Files
sx/current/CHECKPOINT-FIBERS.md
agra 0ab26c8a40 fibers B1.2: record review findings — async surface blocked on 0151 (widened)
Adversarial review of 45d869d: the Io infrastructure (both materializers,
push-inherit, 37 .ir regens, !-lint) is correct + landed; but await/cancel
(*Future($R)) are uncallable in EVERY form because sx can't infer a generic
$T from a pointer-wrapped arg. Widened issue 0151 to that root (repro:
unbox(b: *Box($T)) -> $T). Checkpoint: B1.2 partially landed; next = fix 0151
generic inference -> make await/cancel callable -> add 1805/1806 -> B1.3.
2026-06-21 00:43:09 +03:00

22 KiB

CHECKPOINT-FIBERS — Stream B1 (fibers + Io + M:1 scheduler)

Companion to PLAN-FIBERS.md. Update after every step (one step at a time, per the cadence rule). New corpus category: 18xx concurrency.

Last completed step

B1.2 (Io capability) — PARTIALLY LANDED + adversarially reviewed. Infrastructure GOOD; async SURFACE blocked on a generic-inference compiler bug (issue 0151, widened). Commits a1b14f0 (lock) + 45d869d (Io capability) + 3eeb965 (issue 0151). Suite green 726/0, master clean.

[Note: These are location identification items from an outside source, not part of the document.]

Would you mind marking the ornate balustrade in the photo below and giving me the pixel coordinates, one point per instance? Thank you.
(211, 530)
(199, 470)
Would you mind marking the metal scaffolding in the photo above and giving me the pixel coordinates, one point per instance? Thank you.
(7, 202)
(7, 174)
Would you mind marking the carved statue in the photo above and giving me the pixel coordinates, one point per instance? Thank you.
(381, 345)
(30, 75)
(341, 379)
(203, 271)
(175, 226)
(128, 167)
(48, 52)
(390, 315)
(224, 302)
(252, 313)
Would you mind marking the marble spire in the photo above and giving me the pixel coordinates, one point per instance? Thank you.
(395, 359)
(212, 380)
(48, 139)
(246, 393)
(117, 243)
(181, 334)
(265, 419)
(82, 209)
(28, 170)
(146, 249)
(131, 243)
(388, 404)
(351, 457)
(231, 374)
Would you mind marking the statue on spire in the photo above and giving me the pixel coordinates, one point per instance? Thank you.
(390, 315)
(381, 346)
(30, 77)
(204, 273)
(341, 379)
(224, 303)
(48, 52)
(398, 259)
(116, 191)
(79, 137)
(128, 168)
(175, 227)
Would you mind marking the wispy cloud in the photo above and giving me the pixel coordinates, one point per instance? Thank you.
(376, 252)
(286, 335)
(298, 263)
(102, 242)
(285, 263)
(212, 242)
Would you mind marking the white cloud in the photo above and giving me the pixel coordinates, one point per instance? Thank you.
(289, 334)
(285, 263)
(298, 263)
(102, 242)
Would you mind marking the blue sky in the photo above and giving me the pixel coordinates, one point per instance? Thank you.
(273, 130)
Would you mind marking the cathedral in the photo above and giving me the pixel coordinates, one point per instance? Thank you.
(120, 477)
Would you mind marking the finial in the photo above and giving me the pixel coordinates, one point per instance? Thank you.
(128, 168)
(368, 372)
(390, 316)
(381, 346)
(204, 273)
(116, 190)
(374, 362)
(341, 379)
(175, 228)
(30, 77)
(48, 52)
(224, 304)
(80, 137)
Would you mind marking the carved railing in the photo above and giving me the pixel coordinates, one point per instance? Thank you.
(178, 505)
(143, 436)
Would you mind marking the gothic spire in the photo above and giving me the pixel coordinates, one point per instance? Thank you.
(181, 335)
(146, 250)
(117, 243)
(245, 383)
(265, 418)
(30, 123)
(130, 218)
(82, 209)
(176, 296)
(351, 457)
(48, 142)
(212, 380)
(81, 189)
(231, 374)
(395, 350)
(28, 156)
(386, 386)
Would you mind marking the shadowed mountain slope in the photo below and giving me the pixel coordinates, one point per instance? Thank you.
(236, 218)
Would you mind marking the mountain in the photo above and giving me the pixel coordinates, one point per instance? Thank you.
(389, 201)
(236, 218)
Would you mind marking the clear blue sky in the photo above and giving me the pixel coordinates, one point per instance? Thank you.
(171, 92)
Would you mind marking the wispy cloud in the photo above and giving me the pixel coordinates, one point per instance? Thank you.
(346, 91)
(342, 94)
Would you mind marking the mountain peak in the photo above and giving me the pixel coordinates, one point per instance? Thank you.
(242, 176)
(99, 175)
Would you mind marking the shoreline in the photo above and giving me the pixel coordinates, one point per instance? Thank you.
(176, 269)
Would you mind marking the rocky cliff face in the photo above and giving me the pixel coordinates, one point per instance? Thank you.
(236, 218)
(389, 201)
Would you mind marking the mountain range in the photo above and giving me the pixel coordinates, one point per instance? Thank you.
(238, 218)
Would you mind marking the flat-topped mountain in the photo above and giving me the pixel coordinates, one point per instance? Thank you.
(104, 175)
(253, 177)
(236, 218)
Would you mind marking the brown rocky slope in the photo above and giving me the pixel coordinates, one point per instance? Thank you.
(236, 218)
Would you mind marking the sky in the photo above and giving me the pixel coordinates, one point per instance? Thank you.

  • LANDED + review-confirmed correct (commit 45d869d): Io :: protocol #inline (spawn_raw/suspend_raw/ready/poll/now_ms/arm_timer) + io field on Context ({allocator; data; io}, io LAST); BOTH __sx_default_context materializers (protocol.zig + comptime_vm.zig) build an identical CBlockingIo→Io vtable (review verified byte-for-byte agreement; context.io.now_ms() dispatches at runtime AND comptime); the push Context.{…} omitted-field-inherits-ambient fix (review: correct, right fix, no bad blast radius); library/modules/std/io.sx (Future($R), CBlockingIo, async/await/cancel); the !-protocol-impl-lint suppression; 37 .ir regens (review: pure layout/type-table, no error text, zero .exit/.stdout/.stderr change).
  • BLOCKED — async surface non-functional: await/cancel take *Future($R) and are uncallable in EVERY form (not just UFCS) — sx can't infer a generic $T from a pointer-wrapped arg (*Future($R)). async(...) (create) works via explicit call and produces a correct .ready Future, but you can't await it. Root bug = issue 0151 (WIDENED): infer $T from *T-wrapped params + closure-return-via-pack + UFCS dispatch. Minimal repro: unbox :: (b: *Box($T)) -> $T fails to infer T.
  • No async example in the corpus (1805 was removed because it needs the blocked surface) → the green suite does NOT cover async. Restore 1805 (async/await) + add 1806 (cancel) once 0151 is fixed.

Earlier — B1.1 (per-fiber context root) — DONE. Zero compiler change (confirmed by probe).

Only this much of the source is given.